Luigi Bignami, la Repubblica 10/9/2007 (copyright Washington Post), 10 settembre 2007
LUIGI BIGNAMI
ROMA - L´analisi di oltre 20 anni di misure sul comportamento dei ghiacci artici, quelli attorno al Polo Nord, confermerebbe la peggiore tra le ipotesi disegnate dai climatologi. Intorno al 2050, infatti, i ghiacci estivi dell´Artico si ridurranno in estensione a circa la metà rispetto a quelli presenti negli anni Ottanta. Tutto ciò avrà una catastrofica ricaduta su molti mammiferi che dipendono dai ghiacci marini, primo tra tutti l´orso bianco, un animale considerato a rischio d´estinzione per i mutamenti climatici in atto in prossimità del Polo Nord.
Spiega James Overland, oceanografo del Noaa (National Oceanic and Atmospheric Administration): «Nel 1980, durante l´estate, i ghiacci si ritiravano dalle coste dell´Alaska per circa 65 chilometri. Oggi per incontrare il pack, durante i mesi di luglio e agosto, bisogna percorrere circa 650 chilometri di mare».
I dati rilevati dai satelliti dicono che quest´anno i ghiacci polari estivi si sono ridotti in estensione al punto da raggiungere valori record negativi. Alla fine di agosto il loro sviluppo era di 5,8 milioni di chilometri quadrati (contro la media calcolata su 30 anni di 7,7 milioni di kmq), ben 700 mila kmq (due volte l´estensione dell´Italia) sotto il record precedente segnato nel 2005 negli stessi giorni. In quello stesso anno, tuttavia, i ghiacci raggiunsero il record negativo in assoluto che fu di 5,2 milioni di kmq alla fine di settembre, perché fino ad allora i ghiacci continuano a sciogliersi. Ma stando alle proiezioni fatte anche quel record verrà abbondantemente superato quest´anno.
Poiché gli orsi bianchi cacciano spostandosi da un´isola di ghiaccio all´altra, la riduzione del pack li obbliga a percorrere a nuoto decine e decine di chilometri, superando la resistenza di tale animale che è, al massimo, di un centinaio di chilometri al giorno. Kassie Siegel del Center for Biological Diversity spiega la situazione in questo modo: «Prima o poi gli animali annegano, prima o poi muoiono di fame e già si è notato qualche forma di cannibalismo. E ciò non ha che un drammatico epilogo: l´estinzione di questi animali».

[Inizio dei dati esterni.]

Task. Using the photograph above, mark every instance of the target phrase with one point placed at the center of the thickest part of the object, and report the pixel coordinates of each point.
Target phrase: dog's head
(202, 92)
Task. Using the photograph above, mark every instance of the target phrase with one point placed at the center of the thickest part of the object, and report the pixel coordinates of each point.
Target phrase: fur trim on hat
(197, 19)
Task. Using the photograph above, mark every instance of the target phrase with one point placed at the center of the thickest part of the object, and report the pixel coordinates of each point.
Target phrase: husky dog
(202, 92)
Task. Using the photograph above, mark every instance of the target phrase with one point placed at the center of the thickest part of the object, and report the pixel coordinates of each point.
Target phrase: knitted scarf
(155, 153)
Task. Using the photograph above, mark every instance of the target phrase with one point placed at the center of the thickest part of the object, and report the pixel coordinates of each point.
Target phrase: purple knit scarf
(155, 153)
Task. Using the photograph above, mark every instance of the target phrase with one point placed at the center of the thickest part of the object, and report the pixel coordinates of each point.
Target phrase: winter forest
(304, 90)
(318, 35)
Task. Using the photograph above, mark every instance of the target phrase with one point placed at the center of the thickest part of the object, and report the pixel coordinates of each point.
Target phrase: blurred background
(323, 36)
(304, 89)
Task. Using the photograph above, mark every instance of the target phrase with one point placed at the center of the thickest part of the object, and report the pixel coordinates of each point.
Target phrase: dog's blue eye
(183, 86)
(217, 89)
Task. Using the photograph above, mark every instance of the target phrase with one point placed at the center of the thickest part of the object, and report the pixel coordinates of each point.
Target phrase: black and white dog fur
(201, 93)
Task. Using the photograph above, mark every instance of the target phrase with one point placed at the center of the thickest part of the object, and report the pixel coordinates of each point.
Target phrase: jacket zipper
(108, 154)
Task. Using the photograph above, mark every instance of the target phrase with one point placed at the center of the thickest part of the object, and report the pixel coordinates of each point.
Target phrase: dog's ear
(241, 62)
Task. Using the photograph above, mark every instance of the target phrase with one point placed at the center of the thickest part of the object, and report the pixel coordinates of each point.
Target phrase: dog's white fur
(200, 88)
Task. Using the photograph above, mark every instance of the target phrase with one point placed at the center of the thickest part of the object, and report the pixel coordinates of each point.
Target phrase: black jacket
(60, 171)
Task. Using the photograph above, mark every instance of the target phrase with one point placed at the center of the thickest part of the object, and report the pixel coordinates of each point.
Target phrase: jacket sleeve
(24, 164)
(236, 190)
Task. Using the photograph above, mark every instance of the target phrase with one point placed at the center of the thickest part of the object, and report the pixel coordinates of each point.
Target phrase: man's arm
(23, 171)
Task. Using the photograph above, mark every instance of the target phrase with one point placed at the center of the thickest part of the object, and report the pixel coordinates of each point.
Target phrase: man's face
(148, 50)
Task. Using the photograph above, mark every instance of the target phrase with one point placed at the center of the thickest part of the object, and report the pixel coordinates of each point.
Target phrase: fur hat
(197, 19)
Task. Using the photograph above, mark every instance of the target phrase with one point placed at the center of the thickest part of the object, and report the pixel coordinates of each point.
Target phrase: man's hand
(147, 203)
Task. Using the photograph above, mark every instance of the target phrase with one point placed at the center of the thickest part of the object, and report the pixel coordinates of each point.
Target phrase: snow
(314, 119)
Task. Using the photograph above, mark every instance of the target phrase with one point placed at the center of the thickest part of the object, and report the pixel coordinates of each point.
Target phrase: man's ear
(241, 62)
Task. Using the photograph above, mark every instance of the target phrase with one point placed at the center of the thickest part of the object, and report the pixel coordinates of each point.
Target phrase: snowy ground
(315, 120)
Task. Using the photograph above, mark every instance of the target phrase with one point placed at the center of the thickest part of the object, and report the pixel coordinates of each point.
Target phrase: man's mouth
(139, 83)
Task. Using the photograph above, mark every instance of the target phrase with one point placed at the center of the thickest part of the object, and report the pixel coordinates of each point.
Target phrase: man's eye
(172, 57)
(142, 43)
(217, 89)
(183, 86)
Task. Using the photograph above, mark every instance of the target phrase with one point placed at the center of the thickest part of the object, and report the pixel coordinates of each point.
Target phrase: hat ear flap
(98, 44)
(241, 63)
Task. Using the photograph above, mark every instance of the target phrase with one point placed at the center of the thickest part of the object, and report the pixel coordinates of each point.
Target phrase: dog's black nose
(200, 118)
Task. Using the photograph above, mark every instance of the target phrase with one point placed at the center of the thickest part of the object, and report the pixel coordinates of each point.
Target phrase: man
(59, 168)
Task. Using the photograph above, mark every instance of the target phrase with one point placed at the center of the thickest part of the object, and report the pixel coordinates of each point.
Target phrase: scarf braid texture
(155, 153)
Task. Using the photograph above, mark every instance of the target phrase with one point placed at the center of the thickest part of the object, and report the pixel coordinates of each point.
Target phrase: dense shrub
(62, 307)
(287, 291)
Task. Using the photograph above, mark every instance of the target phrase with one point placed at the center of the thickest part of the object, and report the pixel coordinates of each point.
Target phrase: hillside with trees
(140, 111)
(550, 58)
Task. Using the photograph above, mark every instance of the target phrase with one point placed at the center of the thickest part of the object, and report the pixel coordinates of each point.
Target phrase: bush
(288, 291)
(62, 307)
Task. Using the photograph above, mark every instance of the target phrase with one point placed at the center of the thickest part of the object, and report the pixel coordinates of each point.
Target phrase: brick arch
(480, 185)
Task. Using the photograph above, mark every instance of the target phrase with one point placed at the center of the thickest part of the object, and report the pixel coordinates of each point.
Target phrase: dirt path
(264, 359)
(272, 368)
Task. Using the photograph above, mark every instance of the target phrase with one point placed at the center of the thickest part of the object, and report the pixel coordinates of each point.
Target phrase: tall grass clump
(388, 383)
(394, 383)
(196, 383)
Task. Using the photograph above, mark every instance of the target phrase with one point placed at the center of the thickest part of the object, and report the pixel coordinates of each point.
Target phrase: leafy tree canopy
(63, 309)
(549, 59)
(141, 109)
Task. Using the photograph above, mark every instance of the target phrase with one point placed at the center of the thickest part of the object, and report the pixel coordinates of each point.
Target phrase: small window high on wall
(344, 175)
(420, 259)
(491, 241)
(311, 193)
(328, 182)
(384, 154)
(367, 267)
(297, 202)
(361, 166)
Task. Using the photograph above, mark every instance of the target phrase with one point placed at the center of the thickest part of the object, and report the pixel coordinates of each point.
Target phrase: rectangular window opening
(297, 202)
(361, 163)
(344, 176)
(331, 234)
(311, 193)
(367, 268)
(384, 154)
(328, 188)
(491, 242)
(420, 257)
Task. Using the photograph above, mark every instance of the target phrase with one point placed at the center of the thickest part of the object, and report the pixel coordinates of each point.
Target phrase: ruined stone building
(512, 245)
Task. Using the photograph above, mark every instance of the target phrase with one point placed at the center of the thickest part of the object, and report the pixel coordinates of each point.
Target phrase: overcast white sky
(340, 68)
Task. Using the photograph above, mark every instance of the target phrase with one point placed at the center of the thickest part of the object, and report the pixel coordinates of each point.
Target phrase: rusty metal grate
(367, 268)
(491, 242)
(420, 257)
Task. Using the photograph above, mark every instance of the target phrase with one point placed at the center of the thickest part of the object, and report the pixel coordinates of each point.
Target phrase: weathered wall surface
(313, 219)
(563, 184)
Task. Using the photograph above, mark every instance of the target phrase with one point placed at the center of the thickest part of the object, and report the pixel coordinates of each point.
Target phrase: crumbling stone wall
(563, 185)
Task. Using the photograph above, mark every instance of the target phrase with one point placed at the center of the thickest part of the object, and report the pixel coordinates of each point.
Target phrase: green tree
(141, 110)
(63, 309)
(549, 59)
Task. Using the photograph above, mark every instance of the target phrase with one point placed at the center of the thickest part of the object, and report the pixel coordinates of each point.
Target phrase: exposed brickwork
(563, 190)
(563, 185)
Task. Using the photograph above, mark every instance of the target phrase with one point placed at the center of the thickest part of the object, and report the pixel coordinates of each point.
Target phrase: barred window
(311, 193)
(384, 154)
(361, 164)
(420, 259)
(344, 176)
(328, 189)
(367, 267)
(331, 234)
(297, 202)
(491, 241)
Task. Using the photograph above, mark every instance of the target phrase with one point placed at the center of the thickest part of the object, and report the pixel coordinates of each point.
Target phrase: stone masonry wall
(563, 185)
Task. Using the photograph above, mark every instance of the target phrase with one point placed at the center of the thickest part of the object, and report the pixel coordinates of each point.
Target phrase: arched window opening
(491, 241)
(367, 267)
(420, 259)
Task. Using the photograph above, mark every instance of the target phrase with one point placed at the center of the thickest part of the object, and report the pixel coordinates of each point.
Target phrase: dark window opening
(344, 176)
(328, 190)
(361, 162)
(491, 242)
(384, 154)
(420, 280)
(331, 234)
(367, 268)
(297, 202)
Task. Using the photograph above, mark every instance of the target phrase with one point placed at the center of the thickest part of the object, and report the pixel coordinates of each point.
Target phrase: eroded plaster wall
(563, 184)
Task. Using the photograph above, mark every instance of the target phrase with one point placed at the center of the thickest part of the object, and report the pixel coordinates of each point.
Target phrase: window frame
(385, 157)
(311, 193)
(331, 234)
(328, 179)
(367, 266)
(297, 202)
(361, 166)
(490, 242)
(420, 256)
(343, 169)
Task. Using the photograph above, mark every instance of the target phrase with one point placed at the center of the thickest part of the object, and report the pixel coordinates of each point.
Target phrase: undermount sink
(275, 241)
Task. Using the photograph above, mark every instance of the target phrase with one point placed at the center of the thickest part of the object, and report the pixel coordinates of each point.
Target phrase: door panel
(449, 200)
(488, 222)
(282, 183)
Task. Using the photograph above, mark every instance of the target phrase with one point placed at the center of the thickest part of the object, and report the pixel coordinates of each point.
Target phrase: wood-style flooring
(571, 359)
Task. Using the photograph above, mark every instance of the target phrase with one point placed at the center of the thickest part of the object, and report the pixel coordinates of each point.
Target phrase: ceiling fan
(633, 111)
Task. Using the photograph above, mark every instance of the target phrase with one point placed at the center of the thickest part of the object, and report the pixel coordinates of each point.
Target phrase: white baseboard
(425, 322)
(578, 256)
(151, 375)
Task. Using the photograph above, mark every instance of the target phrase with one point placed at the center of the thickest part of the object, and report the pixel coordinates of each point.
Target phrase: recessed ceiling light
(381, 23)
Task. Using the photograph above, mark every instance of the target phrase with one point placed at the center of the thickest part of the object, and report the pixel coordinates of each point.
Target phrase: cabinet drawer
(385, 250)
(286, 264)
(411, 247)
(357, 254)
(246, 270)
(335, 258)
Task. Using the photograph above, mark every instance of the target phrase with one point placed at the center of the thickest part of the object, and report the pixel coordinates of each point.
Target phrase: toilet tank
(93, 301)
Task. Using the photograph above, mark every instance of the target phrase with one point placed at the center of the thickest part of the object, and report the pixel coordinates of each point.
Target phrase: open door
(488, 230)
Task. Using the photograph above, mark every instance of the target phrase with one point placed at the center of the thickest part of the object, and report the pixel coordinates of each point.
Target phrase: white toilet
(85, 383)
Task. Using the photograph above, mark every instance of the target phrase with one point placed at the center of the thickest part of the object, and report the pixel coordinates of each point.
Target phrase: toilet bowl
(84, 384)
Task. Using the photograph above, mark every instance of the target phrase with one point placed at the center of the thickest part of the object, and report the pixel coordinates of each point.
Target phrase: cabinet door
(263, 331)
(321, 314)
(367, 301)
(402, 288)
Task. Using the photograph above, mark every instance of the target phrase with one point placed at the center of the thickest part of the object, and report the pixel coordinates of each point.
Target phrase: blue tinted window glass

Nel passato non era raro incontrare durante l´estate orsi bianchi alla ricerca di cibo sulla terraferma, ma ora è quasi una regola. Ciò fa si che non vi sia nutrimento per tutti. E quando qualcuno decide di cercarla in mare annega perché il ghiaccio è troppo lontano da raggiungere.
La situazione in atto, inoltre, sta modificando profondamente l´ecosistema. Spiega Siegel: «Con la presenza di ghiacci in superficie le sostanze nutrienti che si formavano sotto di essi erano costrette a precipitare verso il fondo del mare, andando ad alimentare una ricca fauna che viveva nelle profondità marine. Se il ghiaccio scompare il mare di superficie viene popolato da pesci che arrivano da aree vicine i quali fanno incetta delle sostanze nutrienti impedendo loro di precipitare sui fondali, tutto a discapito della sopravvivenza dei pesci abissali. Si hanno così vinti e vincitori le cui conseguenze, anche per l´attività di pesca dell´uomo, sono difficili da prevedere».